Friday, November 30, 2007

Entropy and Lawn Care

We were very enthused about our grass when we put it in a few years back. It’s called a “no-mow” lawn. It’s advertised as needing no chemical fertilizers, mowing once a year at most, and little watering. (For the botanically minded among you, it’s a fescue mix.)

We were thrilled about having a lawn we didn’t have to mow, even if it wasn’t quite up to suburban standards. It was patchy, frequently brownish, and scraggly in places. That was fine with us, considering. It needed a lot of watering, but summer is dry around here and we could accept that. We were inspired because one patch near our house it was gorgeous, thick, blue, long, and luxurious. Why is it so beautiful just there?

Then, in July 2006 the crab grass escalated. So, in spring 2007 we resorted to chemicals -- a pre-emergent herbicide.
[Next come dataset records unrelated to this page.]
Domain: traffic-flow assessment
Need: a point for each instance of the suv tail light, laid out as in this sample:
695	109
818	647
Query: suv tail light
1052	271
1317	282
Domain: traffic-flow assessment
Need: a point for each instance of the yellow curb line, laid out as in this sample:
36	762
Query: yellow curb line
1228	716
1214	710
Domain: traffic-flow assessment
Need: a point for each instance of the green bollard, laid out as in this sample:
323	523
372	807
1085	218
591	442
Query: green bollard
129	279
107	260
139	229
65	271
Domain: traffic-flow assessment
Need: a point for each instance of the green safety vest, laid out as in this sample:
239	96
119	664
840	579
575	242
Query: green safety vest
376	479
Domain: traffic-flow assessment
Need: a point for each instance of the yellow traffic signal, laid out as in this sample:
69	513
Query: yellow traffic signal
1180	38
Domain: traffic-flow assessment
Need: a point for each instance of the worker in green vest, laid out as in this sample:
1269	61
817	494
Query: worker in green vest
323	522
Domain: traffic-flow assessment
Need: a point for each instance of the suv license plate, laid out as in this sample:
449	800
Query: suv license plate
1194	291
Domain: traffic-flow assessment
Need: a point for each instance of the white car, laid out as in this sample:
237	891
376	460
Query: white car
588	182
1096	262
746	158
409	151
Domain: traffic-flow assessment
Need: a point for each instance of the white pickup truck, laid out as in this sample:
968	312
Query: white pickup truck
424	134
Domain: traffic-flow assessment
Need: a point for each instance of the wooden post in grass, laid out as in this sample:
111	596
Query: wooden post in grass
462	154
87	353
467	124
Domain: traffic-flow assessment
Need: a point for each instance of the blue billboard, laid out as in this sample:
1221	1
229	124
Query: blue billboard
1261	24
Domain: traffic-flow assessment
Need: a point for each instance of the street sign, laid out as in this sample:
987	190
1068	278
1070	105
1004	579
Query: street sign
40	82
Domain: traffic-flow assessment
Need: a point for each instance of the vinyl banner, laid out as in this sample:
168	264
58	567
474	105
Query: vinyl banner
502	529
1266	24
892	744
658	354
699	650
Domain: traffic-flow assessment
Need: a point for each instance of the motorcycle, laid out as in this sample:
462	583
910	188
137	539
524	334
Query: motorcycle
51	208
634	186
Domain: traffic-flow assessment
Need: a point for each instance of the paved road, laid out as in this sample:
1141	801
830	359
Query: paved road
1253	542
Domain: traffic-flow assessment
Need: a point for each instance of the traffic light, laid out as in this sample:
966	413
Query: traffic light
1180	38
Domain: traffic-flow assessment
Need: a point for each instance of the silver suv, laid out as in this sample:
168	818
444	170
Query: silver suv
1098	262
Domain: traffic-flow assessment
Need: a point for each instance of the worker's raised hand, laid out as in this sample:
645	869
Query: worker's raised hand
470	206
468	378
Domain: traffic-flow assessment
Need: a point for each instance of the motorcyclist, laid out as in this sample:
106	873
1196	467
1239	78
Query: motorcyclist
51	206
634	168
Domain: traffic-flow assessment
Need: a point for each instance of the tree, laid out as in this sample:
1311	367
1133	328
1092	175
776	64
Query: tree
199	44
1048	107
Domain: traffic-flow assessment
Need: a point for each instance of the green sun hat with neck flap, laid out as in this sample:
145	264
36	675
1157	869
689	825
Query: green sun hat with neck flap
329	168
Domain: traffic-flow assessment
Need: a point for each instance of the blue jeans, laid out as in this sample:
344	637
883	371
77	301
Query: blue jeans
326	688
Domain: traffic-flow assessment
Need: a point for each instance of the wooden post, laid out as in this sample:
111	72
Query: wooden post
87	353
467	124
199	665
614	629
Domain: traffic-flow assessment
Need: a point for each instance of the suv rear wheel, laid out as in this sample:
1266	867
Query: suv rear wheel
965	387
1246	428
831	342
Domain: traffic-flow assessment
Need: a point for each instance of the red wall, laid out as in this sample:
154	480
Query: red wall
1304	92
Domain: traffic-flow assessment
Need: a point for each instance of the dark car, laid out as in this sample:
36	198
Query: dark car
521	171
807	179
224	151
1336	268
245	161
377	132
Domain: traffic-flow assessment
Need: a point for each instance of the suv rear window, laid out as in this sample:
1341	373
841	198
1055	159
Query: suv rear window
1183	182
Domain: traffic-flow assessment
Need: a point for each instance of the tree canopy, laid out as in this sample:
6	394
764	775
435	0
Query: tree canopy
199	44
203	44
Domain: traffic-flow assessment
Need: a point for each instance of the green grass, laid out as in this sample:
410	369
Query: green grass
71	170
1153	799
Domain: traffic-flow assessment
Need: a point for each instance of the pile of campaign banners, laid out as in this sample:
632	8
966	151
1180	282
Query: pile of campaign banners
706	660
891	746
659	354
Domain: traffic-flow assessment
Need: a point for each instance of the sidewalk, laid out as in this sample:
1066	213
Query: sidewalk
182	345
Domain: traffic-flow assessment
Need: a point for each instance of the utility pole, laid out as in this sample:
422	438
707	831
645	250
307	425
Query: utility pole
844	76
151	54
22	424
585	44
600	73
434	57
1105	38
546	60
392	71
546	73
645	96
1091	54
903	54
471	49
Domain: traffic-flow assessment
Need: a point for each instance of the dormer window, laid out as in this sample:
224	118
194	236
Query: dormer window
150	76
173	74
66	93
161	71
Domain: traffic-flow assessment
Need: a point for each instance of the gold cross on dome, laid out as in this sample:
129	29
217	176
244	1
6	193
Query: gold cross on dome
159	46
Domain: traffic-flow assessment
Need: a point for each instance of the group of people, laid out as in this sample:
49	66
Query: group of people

We had less crab grass, but more bare patches, which made our lawn very attractive to Cicada Killers, two-inch long ground dwelling hornets who hover a few feet off the ground. We saw them working on a couple of dead Cicadas, which was cool, and they don’t sting, which recommends them more than other hornets. But we had hundreds and hundreds of them hovering a few feet off our lawn for most of July and August. It was just a bit creepy to be in the midst of the hoard.

The options for dealing with Cicada Killer are: 1) pour boiling water down their holes (bad for grass, possibly dangerous for people) 2) apply really nasty poisons (contrary to our whole lawn care philosophy); 3) plant more grass to cover up the bare spots they nest in; 4) adjust your attitude. We’re working on a combination of 3 and 4. This meant weekends in the months of September and October were given over to a lot of mowing, raking, planting, sowing, and watering to lay bare the bare patches, put in the seed, and give it a chance at survival.

Sometimes we think of throwing in the towel. We could go in one of two directions: an industrial sort of bluegrass desert or a tallgrass meadow snake habitat. But then we look at that nice patch by the house. It may be that it’s shaded there, or that there is more runoff. If that’s the case, then, the rest of the lawn is just immutably inferior and we can never replicate perfection on a general basis. But, we still hope. We still have this idea that if we just plant the seed and can get it to thicken by watering it enough, and applying the herbicide, we can enjoy a largely crabgrass and hornet-free lawn.

Life sometimes seems a lot like our lawn, as we’re battered back and forth between our hope for perfection and our experience of entropy.